ConfigurationDirect link to Configuration
const { tool, instructions } = createCodeMode({
tools: { getTopProducts, getProductRatings }, // exposed as external_*; only these can be called
sandbox, // required WorkspaceSandbox, unless the agent runs in a workspace that provides one
timeout: 30_000, // optional execution timeout in ms (default 30000)
id: 'execute_typescript', // optional tool id (default "execute_typescript")
})
| Option | Type | Description |
|---|---|---|
tools | ToolsInput | Tools exposed to the program as external_<id>. Only these may be called. |
sandbox | WorkspaceSandbox | Sandbox to run the program in. Required unless the agent runs in a workspace that provides one. Pass new LocalSandbox() to run on the host. |
timeout | number | Execution timeout in milliseconds. Default 30000. |
id | string | The generated tool's id. Default execute_typescript. |
ResultDirect link to Result
The tool returns a CodeModeToolResult:
type CodeModeToolResult = {
success: boolean
result?: unknown // value returned by the program
logs?: string[] // captured console output
error?: { message: string; name?: string; line?: number }
}
Inspecting the instructionsDirect link to Inspecting the instructions
The generated instructions contain the usage contract and a typed external_* declaration for each tool, derived from your tool schemas. Print them to see exactly what the model receives:
import { createCodeModeInstructions } from '@mastra/core/tools'
console.log(createCodeModeInstructions({ tools: { getTopProducts, getProductRatings } }))
Scoping tools across multiple code toolsDirect link to Scoping tools across multiple code tools
createCodeMode captures its own allow-list. Call it more than once to give an agent several code tools, each scoped to a different subset of tools. A program can only call the external_* functions for the tools passed to its own createCodeMode call, so the subsets stay isolated.
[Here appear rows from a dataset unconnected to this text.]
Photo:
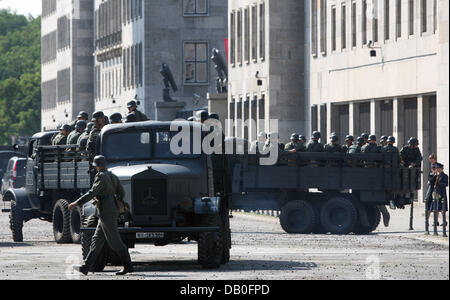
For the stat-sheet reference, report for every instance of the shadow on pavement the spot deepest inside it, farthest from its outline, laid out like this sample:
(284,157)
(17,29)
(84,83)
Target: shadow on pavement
(232,266)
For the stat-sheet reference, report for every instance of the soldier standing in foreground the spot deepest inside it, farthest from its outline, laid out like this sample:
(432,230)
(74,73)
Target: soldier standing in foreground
(314,145)
(106,186)
(411,155)
(61,138)
(132,110)
(73,137)
(99,122)
(295,145)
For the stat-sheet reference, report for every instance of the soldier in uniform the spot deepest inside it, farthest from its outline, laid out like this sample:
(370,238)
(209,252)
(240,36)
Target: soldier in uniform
(295,145)
(82,116)
(73,137)
(383,141)
(132,110)
(99,122)
(116,118)
(61,138)
(410,154)
(356,148)
(314,145)
(258,145)
(106,186)
(333,146)
(349,140)
(84,137)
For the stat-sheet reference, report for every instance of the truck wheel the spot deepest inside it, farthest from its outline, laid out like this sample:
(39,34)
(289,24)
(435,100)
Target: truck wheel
(75,225)
(226,234)
(210,244)
(374,218)
(86,240)
(339,216)
(16,222)
(61,222)
(298,217)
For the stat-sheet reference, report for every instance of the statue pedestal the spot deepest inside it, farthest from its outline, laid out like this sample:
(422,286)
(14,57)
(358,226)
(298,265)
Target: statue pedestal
(218,103)
(167,111)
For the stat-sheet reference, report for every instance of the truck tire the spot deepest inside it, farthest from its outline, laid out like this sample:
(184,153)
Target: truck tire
(374,218)
(16,222)
(339,216)
(298,217)
(210,244)
(75,225)
(61,222)
(226,235)
(86,240)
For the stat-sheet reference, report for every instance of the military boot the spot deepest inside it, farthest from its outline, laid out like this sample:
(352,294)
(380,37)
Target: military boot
(126,262)
(82,269)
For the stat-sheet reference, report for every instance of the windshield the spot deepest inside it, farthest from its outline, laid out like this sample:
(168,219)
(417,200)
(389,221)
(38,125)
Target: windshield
(138,146)
(163,142)
(128,146)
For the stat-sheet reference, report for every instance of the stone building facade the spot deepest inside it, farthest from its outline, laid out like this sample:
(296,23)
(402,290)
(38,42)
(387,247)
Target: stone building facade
(381,67)
(133,38)
(67,62)
(267,64)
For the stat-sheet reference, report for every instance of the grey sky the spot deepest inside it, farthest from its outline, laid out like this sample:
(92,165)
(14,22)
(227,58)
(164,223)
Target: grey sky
(24,7)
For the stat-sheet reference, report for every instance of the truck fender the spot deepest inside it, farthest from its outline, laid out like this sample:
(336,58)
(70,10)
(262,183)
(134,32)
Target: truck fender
(18,195)
(89,209)
(207,205)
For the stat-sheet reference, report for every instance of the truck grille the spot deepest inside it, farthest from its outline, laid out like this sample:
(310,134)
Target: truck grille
(149,197)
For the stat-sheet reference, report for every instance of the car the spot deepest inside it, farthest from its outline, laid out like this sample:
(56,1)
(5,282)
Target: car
(14,175)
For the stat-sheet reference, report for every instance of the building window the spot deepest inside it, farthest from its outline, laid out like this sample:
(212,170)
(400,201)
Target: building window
(375,22)
(239,37)
(262,31)
(323,26)
(399,18)
(344,26)
(195,7)
(247,36)
(195,62)
(314,27)
(364,22)
(254,33)
(353,24)
(411,17)
(387,20)
(333,28)
(423,15)
(233,38)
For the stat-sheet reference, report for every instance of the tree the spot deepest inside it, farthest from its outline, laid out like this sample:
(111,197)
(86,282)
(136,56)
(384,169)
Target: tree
(20,75)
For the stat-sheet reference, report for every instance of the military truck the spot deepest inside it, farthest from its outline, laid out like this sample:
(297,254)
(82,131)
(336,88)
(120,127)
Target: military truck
(334,193)
(170,197)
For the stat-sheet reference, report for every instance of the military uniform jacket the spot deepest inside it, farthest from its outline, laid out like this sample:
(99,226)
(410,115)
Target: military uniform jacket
(92,140)
(314,146)
(332,148)
(102,191)
(59,140)
(73,137)
(297,146)
(140,117)
(371,148)
(410,156)
(354,149)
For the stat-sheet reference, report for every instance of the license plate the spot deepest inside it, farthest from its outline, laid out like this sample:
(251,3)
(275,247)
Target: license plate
(150,235)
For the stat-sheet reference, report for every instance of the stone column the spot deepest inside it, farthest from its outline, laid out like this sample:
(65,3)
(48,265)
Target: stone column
(423,113)
(398,120)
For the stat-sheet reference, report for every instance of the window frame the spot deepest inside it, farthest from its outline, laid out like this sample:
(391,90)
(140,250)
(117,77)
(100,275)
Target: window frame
(196,13)
(196,62)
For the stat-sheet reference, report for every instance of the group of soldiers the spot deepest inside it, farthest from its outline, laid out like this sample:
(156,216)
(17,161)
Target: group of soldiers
(84,134)
(409,155)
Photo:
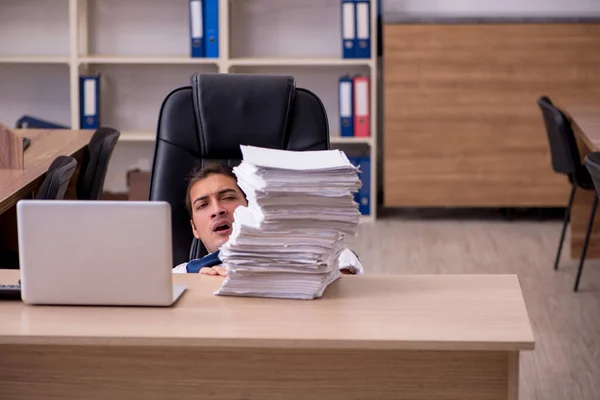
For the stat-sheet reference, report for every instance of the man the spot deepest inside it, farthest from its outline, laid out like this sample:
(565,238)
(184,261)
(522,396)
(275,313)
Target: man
(212,196)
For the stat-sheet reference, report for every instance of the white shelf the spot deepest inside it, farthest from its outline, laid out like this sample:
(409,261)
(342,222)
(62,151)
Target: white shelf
(292,62)
(173,60)
(34,60)
(141,49)
(132,136)
(350,140)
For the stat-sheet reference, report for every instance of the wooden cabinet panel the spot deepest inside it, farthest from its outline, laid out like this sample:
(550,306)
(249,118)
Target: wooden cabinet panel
(461,123)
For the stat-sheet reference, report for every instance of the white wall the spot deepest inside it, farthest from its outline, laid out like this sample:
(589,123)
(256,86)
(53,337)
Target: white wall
(518,8)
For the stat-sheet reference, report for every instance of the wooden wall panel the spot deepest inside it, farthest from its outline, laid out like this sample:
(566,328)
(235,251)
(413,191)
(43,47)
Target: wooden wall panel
(461,123)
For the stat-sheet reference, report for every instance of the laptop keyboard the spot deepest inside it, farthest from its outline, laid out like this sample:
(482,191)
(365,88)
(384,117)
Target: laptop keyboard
(10,292)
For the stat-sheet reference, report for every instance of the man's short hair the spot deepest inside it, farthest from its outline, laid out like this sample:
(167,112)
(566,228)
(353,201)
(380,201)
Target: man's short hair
(200,173)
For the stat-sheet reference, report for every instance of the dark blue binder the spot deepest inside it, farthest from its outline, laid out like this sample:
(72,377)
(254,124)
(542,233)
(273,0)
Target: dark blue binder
(211,25)
(346,106)
(348,31)
(89,102)
(363,29)
(196,28)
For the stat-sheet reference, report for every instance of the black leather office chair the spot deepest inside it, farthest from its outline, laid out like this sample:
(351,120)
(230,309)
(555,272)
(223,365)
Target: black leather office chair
(57,179)
(209,120)
(566,160)
(95,163)
(53,187)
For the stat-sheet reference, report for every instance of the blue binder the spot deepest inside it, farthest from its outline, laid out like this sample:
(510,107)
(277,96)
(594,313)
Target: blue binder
(89,102)
(196,28)
(29,122)
(348,10)
(363,29)
(346,105)
(211,25)
(364,193)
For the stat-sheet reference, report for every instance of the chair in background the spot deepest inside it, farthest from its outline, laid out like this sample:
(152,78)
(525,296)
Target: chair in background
(53,187)
(57,179)
(566,160)
(95,163)
(209,120)
(592,163)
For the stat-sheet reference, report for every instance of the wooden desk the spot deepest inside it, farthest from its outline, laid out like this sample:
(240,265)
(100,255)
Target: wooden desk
(45,146)
(15,185)
(370,337)
(586,124)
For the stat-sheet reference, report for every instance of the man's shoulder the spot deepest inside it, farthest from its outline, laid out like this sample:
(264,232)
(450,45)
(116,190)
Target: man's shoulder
(197,264)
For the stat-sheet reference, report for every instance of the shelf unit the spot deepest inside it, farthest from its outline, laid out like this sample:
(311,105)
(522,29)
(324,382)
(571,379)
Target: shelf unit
(141,48)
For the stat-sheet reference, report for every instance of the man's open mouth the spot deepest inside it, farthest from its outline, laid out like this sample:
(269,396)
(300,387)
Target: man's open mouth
(222,227)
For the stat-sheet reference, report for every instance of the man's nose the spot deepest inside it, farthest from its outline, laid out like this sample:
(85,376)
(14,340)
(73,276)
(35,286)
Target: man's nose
(218,210)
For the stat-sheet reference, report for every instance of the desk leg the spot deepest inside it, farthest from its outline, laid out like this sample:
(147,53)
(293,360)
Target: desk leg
(513,376)
(160,372)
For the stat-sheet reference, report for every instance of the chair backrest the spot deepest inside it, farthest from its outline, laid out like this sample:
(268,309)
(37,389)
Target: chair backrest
(209,120)
(57,178)
(563,146)
(95,163)
(592,163)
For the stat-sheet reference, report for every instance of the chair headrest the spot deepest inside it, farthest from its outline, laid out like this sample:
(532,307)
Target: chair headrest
(232,108)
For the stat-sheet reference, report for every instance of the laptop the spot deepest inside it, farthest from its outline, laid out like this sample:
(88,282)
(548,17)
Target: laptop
(106,253)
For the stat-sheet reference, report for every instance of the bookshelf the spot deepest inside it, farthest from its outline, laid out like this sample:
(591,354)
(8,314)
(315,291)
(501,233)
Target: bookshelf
(141,48)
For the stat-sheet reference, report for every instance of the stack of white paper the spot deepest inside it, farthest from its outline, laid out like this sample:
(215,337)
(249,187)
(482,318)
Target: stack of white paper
(286,243)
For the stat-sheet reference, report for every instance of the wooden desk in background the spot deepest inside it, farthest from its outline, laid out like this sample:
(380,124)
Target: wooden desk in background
(369,337)
(586,124)
(17,184)
(462,127)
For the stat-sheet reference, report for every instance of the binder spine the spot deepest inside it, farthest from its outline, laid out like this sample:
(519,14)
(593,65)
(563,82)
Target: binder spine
(362,121)
(211,15)
(363,29)
(196,29)
(346,106)
(89,102)
(348,10)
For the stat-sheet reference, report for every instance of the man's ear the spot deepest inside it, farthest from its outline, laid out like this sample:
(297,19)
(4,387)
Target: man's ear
(196,235)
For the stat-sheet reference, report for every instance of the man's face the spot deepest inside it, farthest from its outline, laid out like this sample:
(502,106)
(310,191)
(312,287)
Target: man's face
(214,199)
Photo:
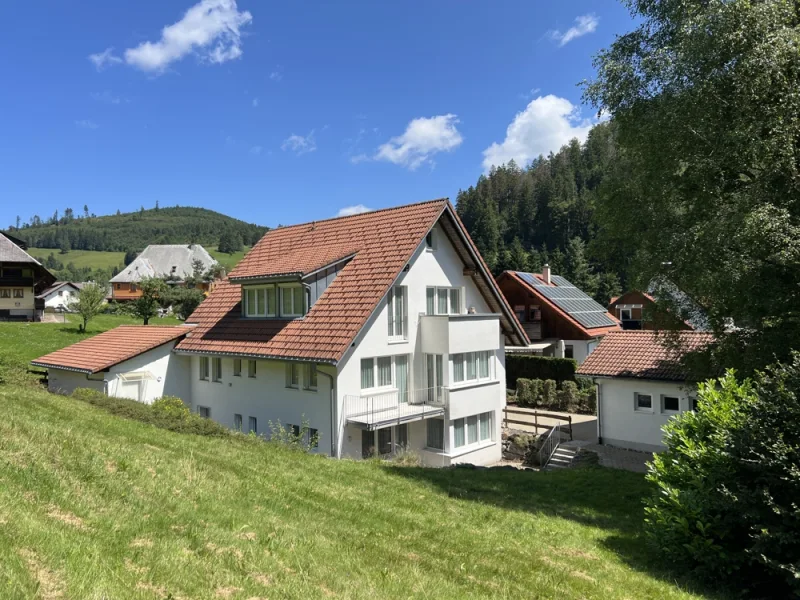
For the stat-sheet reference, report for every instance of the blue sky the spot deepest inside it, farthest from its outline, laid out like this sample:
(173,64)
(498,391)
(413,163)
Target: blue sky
(283,112)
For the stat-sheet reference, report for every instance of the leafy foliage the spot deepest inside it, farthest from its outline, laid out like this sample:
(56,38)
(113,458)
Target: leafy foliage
(728,484)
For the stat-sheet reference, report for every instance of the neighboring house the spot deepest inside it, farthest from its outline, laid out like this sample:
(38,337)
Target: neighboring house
(641,384)
(131,361)
(560,319)
(383,330)
(59,295)
(22,277)
(173,262)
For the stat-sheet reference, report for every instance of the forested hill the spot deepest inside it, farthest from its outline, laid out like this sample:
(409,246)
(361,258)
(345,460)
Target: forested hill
(134,231)
(521,218)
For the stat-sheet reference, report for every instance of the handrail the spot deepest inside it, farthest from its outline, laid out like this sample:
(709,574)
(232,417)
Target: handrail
(549,445)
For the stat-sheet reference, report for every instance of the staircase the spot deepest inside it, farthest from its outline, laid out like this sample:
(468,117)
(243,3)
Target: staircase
(562,458)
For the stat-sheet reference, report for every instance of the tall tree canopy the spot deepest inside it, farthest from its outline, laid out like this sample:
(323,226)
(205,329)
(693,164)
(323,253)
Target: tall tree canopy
(706,188)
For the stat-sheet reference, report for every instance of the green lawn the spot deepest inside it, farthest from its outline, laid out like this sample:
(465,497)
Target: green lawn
(96,506)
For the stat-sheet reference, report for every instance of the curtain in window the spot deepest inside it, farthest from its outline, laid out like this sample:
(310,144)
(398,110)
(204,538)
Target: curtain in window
(385,371)
(458,433)
(367,374)
(472,429)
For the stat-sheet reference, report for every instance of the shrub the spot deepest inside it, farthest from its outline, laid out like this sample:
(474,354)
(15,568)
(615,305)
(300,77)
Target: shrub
(728,483)
(538,367)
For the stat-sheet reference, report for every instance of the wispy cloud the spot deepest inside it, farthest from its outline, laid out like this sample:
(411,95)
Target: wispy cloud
(583,24)
(422,139)
(300,144)
(210,29)
(546,124)
(104,59)
(86,124)
(356,209)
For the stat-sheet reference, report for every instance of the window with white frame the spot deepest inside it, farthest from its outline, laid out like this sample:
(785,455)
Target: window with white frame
(260,301)
(472,366)
(443,301)
(292,304)
(397,310)
(216,369)
(293,375)
(643,402)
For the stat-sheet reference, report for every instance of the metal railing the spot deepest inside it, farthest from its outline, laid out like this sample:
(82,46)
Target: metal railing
(549,445)
(395,406)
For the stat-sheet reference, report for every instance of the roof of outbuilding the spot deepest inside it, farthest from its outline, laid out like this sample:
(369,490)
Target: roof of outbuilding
(159,260)
(380,242)
(643,355)
(110,348)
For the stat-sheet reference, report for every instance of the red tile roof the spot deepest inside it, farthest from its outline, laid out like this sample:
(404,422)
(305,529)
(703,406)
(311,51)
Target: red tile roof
(381,243)
(642,355)
(110,348)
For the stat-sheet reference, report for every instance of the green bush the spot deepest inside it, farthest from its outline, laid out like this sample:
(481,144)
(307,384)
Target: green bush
(729,482)
(538,367)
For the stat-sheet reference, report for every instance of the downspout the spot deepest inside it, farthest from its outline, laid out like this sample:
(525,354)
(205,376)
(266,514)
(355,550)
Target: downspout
(334,423)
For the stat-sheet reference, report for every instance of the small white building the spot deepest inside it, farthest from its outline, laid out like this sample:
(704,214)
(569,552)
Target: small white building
(641,384)
(59,295)
(131,361)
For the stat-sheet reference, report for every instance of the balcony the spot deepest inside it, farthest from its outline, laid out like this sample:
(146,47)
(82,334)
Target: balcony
(376,411)
(453,334)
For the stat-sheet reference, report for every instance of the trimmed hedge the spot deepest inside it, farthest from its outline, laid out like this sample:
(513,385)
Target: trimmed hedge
(538,367)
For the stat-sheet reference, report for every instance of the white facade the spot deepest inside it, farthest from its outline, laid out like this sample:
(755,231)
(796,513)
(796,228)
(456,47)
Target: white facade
(150,375)
(625,421)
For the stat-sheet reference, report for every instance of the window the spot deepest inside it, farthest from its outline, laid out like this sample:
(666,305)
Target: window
(670,404)
(644,402)
(292,301)
(443,301)
(458,433)
(435,437)
(311,377)
(216,369)
(397,312)
(260,301)
(293,375)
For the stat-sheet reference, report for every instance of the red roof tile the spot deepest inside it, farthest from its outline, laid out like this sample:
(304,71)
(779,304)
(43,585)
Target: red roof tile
(110,348)
(642,355)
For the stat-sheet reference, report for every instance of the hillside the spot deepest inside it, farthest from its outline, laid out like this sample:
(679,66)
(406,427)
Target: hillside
(134,231)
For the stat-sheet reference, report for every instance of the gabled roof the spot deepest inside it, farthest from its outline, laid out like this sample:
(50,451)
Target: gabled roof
(380,242)
(163,261)
(571,302)
(642,355)
(110,348)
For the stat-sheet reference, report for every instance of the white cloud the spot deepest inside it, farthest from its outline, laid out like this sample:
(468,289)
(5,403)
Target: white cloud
(86,124)
(210,28)
(300,144)
(104,59)
(546,124)
(583,24)
(423,138)
(356,209)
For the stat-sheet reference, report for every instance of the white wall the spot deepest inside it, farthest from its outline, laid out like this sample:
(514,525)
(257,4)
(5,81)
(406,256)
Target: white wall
(622,426)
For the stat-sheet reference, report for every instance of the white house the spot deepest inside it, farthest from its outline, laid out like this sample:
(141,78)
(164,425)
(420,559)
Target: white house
(59,295)
(641,384)
(381,330)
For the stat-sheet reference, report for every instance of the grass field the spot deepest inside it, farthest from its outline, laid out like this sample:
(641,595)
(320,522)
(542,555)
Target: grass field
(102,260)
(95,506)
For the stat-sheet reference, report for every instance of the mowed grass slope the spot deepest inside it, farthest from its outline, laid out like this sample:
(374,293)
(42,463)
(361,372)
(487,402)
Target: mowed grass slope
(96,506)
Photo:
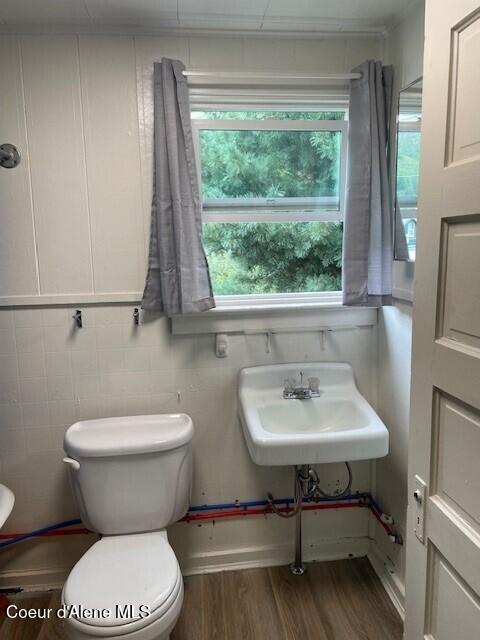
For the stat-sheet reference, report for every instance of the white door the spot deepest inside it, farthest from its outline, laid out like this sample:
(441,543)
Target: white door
(443,542)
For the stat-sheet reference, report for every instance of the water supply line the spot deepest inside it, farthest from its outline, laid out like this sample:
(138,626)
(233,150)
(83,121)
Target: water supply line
(226,510)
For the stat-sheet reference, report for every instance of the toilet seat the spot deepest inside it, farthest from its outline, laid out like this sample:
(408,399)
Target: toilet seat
(135,570)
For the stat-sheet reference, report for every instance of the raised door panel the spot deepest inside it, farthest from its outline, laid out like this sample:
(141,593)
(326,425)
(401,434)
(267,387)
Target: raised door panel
(453,608)
(109,97)
(18,263)
(56,148)
(465,90)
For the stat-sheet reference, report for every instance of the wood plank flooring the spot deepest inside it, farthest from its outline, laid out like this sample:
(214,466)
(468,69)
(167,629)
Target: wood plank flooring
(341,600)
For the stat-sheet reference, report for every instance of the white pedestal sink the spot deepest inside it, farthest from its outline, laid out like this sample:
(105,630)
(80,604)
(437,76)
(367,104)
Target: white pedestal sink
(337,426)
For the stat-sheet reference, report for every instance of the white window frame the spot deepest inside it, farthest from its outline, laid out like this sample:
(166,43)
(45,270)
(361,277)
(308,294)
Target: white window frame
(230,210)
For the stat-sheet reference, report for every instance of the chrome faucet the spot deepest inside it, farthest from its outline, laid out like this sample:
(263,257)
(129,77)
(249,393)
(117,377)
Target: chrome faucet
(293,391)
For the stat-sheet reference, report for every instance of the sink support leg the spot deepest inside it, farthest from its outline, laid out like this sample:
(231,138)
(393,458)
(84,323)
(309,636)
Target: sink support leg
(297,567)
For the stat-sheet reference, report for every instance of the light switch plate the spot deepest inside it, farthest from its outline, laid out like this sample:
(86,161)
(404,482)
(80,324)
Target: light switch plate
(419,501)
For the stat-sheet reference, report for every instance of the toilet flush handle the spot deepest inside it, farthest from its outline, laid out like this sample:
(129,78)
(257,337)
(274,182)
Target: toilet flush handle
(73,463)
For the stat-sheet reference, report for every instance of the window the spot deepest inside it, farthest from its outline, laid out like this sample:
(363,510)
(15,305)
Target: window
(408,168)
(272,186)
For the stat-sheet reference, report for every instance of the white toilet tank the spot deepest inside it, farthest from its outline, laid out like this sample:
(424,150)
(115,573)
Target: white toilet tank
(131,474)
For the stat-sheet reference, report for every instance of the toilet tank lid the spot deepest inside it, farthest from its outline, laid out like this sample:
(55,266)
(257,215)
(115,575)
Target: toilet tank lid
(128,435)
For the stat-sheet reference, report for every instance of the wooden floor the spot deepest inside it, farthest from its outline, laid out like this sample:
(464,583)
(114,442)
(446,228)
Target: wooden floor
(342,600)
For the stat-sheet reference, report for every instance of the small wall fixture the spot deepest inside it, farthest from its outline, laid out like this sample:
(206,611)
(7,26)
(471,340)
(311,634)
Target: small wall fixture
(77,317)
(9,156)
(221,345)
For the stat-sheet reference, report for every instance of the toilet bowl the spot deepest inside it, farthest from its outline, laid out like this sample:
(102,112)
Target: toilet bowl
(131,478)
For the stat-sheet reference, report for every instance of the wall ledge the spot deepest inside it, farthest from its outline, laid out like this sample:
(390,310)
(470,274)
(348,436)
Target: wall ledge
(275,319)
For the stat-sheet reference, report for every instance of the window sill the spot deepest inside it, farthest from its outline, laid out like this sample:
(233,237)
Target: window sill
(275,317)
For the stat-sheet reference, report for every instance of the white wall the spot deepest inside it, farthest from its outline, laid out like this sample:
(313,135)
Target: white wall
(404,49)
(75,221)
(80,109)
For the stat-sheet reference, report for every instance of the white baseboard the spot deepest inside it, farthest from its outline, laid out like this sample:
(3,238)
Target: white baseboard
(389,579)
(209,562)
(272,555)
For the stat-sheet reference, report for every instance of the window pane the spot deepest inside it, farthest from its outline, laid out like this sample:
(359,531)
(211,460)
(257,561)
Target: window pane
(269,115)
(262,257)
(271,164)
(408,165)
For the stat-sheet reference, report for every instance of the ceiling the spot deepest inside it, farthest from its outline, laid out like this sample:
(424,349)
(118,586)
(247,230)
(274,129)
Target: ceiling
(370,16)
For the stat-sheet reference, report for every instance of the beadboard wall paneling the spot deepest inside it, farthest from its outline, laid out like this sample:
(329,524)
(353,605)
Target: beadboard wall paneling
(56,149)
(112,152)
(17,237)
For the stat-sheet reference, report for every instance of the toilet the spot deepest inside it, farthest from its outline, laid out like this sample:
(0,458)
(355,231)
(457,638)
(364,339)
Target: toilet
(131,478)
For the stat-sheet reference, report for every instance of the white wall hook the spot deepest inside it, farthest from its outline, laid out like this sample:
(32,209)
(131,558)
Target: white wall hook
(322,340)
(268,343)
(221,345)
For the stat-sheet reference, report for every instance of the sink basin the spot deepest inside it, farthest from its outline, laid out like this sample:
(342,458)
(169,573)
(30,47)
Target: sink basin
(337,426)
(7,500)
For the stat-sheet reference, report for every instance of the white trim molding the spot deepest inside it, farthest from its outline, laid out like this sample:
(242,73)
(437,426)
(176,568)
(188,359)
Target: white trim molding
(275,319)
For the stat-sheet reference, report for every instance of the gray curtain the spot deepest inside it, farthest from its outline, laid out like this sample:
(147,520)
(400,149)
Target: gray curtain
(178,280)
(368,226)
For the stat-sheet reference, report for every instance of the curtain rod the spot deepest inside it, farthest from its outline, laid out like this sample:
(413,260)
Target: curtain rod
(270,76)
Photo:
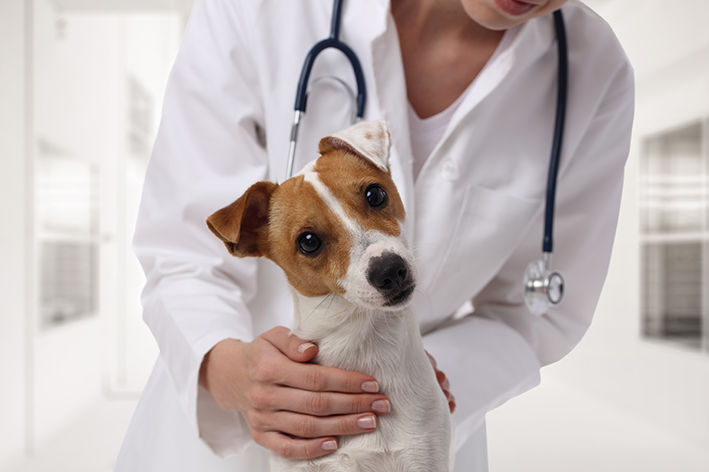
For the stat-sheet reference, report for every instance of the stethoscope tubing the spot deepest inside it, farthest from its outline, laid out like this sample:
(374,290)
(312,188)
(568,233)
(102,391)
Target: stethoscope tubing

Give each tool a distinct id so their ids do not collide, and add each tool's instructions to the agent:
const sales = createCodeMode({
id: 'sales_code',
tools: { listRecentOrders, getCustomer },
sandbox,
})
const inventory = createCodeMode({
id: 'inventory_code',
tools: { listProducts, getSupplier },
sandbox,
})
const agent = new Agent({
name: 'ops-assistant',
instructions: ['You are an ops assistant.', sales.instructions, inventory.instructions],
model: 'openai/gpt-5.4',
tools: { sales_code: sales.tool, inventory_code: inventory.tool },
})
A program run by sales_code cannot call an inventory tool, and the reverse holds too. Use this for least-privilege scoping and to keep each tool's prompt surface small.
TipsDirect link to Tips
- Keep tools focused, so each does one thing well and the model composes them in code.
- Code mode helps most when calls can be parallelized with
Promise.all. - Use
console.logfor debugging. Logs are captured in the result.